Once Layer 1 is in place, the MCP server is a small project, a few hundred lines of TypeScript that exposes tools an AI client can call. The tools we settled on:

const tools = [
  "get_component_list",   // every component name, filterable by version
  "get_component",        // full API + usage docs + HTML examples
  "search_components",    // keyword search across names + descriptions
  "get_recipe_list",      // ready-made implementation patterns
  "get_recipe",           // full source for a specific recipe
  "get_colors",           // color tokens with usage examples
  "get_style",            // full token system: spacing, type, breakpoints, themes
  "get_spacing",          // spacing subset
  "get_typography",       // typography subset
  "get_layout",           // layout utilities
];

The server is entirely data-driven. Build-time scripts produce JSON files in dist/data/. The MCP server reads those at startup and serves them. No live source parsing.

Three small generators feed it:

generate-style-tokens.ts   → resolves SCSS expressions to concrete values
generate-usage-docs.ts     → extracts story render() bodies as usage examples
generate-recipe-list.ts    → scans recipe directories, emits a manifest

The pipeline:

component-build            (runs at every component build)
  → generates web-types + html-data
mcp-build                  (runs after component-build)
  → generates style tokens, usage docs, recipe manifest
  → copies web-types into the MCP data directory
dist/data/                 (4 JSON files)
  → mcp server reads on startup, serves over StdioServerTransport

What you ship: a small npm package or local binary that engineers can configure in their MCP client. From there, every conversation with an MCP-capable assistant in that codebase has access to the design system.

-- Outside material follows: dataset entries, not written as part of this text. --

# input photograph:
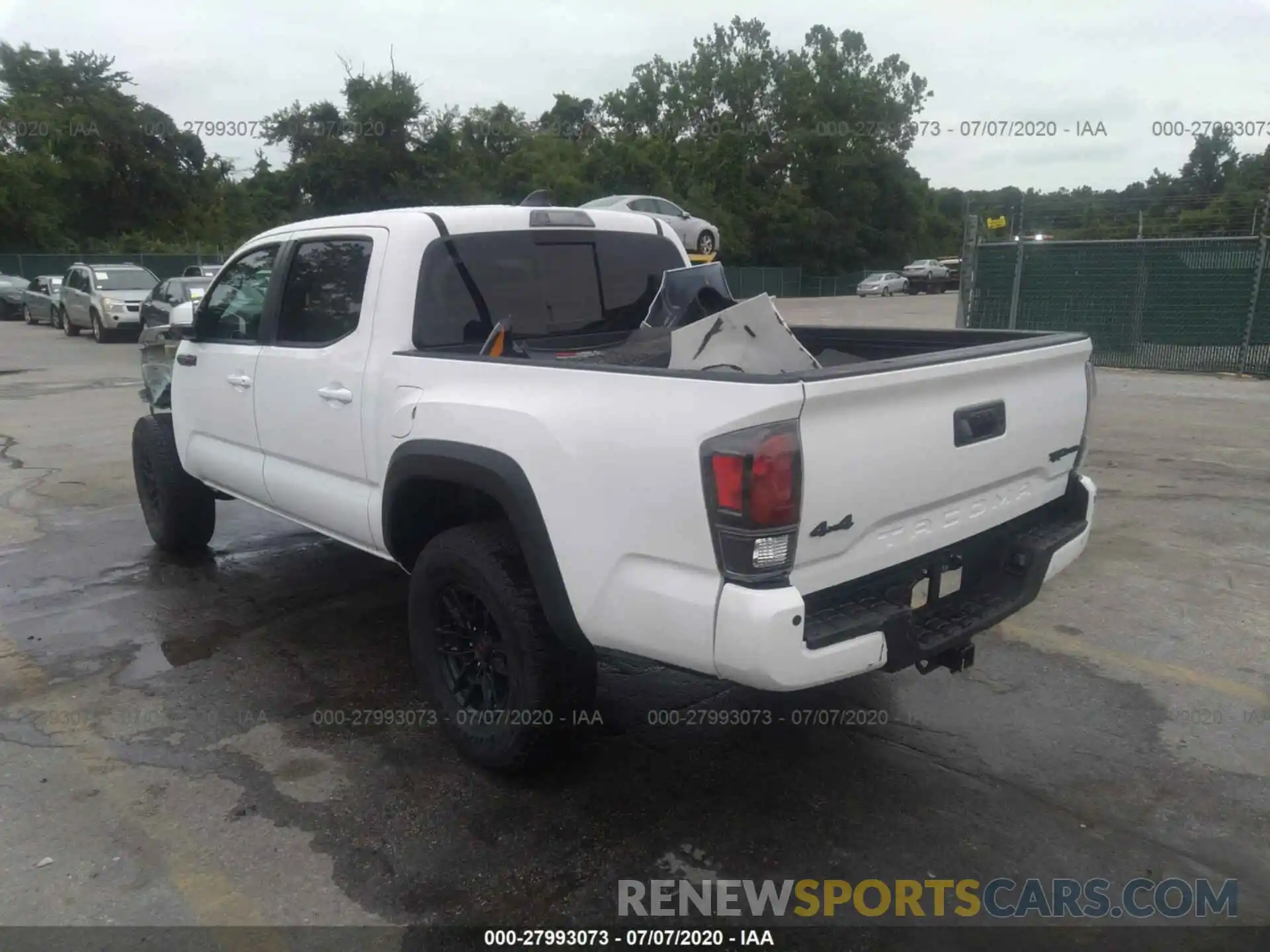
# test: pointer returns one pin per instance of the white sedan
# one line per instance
(926, 268)
(884, 284)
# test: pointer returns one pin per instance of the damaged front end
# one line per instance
(158, 356)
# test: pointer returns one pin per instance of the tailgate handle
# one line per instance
(973, 424)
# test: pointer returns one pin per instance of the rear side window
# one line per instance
(321, 301)
(550, 284)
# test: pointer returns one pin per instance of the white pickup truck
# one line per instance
(777, 530)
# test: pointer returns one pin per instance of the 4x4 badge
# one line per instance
(825, 528)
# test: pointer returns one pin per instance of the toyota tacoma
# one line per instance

Layer 3: agentic workflows for the design system team itself

This is where it gets interesting. Once your design system is queryable by AI, you can write agentic workflows, multi-step skills that orchestrate AI agents through repeatable design-system tasks. We use Claude Code skills:

  • /build-v1, runs a 5-phase component migration. Mandates reading the architecture docs, the a11y index, and a reference component before writing any code. The skill enforces the team’s slot-over-props philosophy and composable patterns by making them prerequisite reading.
  • /test-docs, simulates a fresh agent session, scores docs against an 8-item checklist, and produces a Pass/Partial/Fail percentage. Documentation quality becomes a measurable metric.
  • /beta-tag, handles the mechanics of moving a component through beta. Encodes process knowledge that would otherwise live only in an engineer’s head.

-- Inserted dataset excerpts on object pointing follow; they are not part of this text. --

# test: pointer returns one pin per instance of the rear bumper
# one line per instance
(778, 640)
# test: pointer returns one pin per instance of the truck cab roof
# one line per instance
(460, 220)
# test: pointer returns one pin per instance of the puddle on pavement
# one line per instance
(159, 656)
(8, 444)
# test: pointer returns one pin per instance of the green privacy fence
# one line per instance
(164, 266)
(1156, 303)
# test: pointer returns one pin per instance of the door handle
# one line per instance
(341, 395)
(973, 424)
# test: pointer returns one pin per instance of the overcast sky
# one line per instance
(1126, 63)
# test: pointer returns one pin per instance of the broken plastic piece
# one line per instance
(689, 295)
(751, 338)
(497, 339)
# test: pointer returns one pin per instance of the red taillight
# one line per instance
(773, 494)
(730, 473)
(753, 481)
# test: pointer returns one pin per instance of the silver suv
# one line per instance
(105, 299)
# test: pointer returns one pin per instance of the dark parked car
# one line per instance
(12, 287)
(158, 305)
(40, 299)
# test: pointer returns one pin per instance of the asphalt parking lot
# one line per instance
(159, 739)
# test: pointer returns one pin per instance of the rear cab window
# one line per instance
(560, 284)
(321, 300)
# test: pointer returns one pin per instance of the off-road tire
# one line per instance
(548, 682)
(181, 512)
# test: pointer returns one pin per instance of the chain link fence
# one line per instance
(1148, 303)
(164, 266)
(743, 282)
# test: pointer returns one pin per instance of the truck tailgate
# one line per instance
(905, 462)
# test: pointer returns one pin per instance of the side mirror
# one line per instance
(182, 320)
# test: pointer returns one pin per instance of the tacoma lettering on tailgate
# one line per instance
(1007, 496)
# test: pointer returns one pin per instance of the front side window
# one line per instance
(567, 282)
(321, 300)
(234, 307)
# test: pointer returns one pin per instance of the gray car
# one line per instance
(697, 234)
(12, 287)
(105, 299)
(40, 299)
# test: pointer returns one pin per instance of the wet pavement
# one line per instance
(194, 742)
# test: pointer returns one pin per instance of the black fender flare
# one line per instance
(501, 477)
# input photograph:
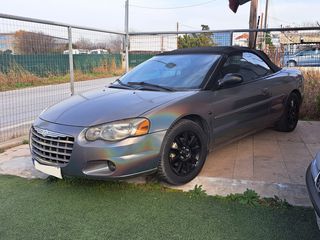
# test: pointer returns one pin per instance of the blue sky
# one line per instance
(109, 14)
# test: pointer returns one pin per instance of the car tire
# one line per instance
(290, 117)
(292, 64)
(183, 153)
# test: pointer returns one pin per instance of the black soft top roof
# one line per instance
(224, 51)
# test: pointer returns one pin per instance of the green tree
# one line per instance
(196, 40)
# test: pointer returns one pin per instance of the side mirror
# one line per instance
(230, 79)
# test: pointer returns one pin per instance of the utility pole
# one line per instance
(266, 14)
(265, 24)
(126, 28)
(253, 22)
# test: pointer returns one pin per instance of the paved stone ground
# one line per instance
(269, 162)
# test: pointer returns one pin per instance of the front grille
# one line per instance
(51, 148)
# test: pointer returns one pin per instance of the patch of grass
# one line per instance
(197, 191)
(82, 209)
(250, 197)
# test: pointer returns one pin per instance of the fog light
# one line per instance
(111, 166)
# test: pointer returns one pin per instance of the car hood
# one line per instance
(107, 105)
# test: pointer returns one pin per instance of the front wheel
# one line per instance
(290, 117)
(183, 153)
(292, 64)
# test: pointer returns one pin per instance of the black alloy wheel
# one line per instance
(183, 153)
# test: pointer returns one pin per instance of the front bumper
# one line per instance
(314, 194)
(129, 157)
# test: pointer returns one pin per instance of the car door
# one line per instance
(242, 108)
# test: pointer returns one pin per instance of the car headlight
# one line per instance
(118, 130)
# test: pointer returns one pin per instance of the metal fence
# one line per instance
(287, 47)
(44, 62)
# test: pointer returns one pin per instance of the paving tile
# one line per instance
(288, 137)
(309, 131)
(267, 134)
(295, 152)
(271, 171)
(243, 168)
(220, 163)
(313, 148)
(266, 149)
(296, 172)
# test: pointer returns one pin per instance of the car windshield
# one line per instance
(185, 71)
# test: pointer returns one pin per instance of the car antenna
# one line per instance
(255, 36)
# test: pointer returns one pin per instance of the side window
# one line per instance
(248, 65)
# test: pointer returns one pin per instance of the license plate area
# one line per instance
(50, 170)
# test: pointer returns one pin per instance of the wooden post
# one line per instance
(253, 22)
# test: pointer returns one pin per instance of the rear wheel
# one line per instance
(183, 153)
(290, 117)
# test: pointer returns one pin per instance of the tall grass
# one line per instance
(17, 77)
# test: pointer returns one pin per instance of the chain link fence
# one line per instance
(35, 70)
(35, 57)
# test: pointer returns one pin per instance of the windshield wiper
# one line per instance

The shift: standards stop being carried in conversations or code review and start running before the first line of code.

The closed loop

What you end up with:

  • The design system generates AI-readable documentation at build time.
  • External AI assistants consume it through MCP.
  • The team’s own AI workflows consume the same data through skills.
  • Documentation quality is measured by an automated AI audit.
  • The audit’s failures become a backlog of doc improvements.
  • Improved docs make every downstream AI interaction better.

The system continuously improves its own AI-readiness. That’s the part that’s hard to design for upfront but pays compounding interest once it’s running.

What to ship first

If you’re starting from zero, the order matters. Ship Layer 1 first and let it deliver IDE value for a while. Then build the MCP server on top of the metadata you already trust. Don’t build skills until your docs are good enough that an agent can actually follow them, which is what the /test-docs audit is for.

The temptation will be to ship Layer 2 first because it’s the headline. Resist it. A flashy MCP server reading flaky metadata will burn the team’s trust faster than no MCP server at all.